With ongoing therapy (week 48) the transcription profile of HIV-Gag-specific CD4+ T cells skewed toward a regulatory type response (Figure 2b). Tbet+ cells decreased to ~22.8%. The proportion of foxp3+ regulatory T cells increased (from 16.9 to 23.7%), as did Bcl-6+ cells (16.6% and 40%, respectively). A very small percentage of gata3+ cells were observed (2.2%). 11.2% of cells expressed multiple TFs, but always in combination with bcl-6, with the proportions in decreasing order being foxp3+Bcl-6+ (48%), tbet+Bcl-6+ (40%) and gata3+Bcl-6+ (12%).

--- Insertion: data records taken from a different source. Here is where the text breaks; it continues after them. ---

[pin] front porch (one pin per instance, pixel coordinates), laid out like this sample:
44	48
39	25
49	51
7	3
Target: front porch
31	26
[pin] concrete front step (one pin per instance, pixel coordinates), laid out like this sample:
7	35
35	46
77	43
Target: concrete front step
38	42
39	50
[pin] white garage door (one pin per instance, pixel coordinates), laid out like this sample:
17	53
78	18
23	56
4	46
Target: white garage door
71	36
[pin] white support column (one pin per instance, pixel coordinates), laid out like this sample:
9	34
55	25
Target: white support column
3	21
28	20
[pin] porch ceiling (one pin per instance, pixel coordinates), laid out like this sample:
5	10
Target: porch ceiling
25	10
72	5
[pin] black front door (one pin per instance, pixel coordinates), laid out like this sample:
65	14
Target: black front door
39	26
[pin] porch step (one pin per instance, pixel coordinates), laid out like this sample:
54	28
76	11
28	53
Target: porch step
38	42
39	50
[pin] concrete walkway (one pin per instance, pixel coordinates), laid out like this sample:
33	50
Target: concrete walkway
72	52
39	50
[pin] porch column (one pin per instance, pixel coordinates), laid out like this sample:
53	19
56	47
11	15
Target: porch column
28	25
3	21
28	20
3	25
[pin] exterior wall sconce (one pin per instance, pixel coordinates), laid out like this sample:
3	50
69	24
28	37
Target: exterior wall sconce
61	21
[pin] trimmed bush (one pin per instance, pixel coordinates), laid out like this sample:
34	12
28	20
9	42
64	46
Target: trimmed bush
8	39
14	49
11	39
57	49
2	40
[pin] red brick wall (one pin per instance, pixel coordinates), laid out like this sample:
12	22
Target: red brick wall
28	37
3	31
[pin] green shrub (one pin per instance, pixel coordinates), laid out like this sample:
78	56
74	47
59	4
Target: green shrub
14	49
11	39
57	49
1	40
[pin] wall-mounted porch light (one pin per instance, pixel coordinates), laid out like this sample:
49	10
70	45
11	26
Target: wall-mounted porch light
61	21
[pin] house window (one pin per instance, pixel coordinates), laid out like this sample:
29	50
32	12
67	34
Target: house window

Surprisingly, within the LTNP cohort, the TF profile was similar to that observed in chronically infected subjects at week 48 post ART. Among Gag-specific cells 19.83% were tbet+, 21.83% were foxp3 and 46.33% were Bcl-6+ (Figure 2c).

To confirm the scRT-PCR results, intracellular TF protein staining was performed. There was a general reduction of Tbet+ expression in Gag-specific cells post therapy (Figure 2d). At week 48 there was a significant ~2.5-fold reduction in Tbet expression (P<0.01) from baseline. The proportion of Gag-specific cells expressing Foxp3 markedly increased (~9-fold) at week 2 from baseline (21.3% and 2.38%, respectively, P<0.01). Foxp3 expression stabilized at week 48, at levels comparable to LTNP. At baseline the proportion of cells expressing Foxp3 levels was significantly lower (~10-fold) than in LTNP (2.38% and 26.8%, respectively; P<0.05) (Figure 2e). The same was observed with Bcl-6 expression. The proportion of cells expressing Bcl-6 increased at week 2 post therapy and continued to increase at week 48 (>3-fold) (Figure 2f). Interestingly, the proportion of Gag-specific cells expressing BCL-6 at week 48 in the ART-treated patients was much higher than the levels observed in LTNPs.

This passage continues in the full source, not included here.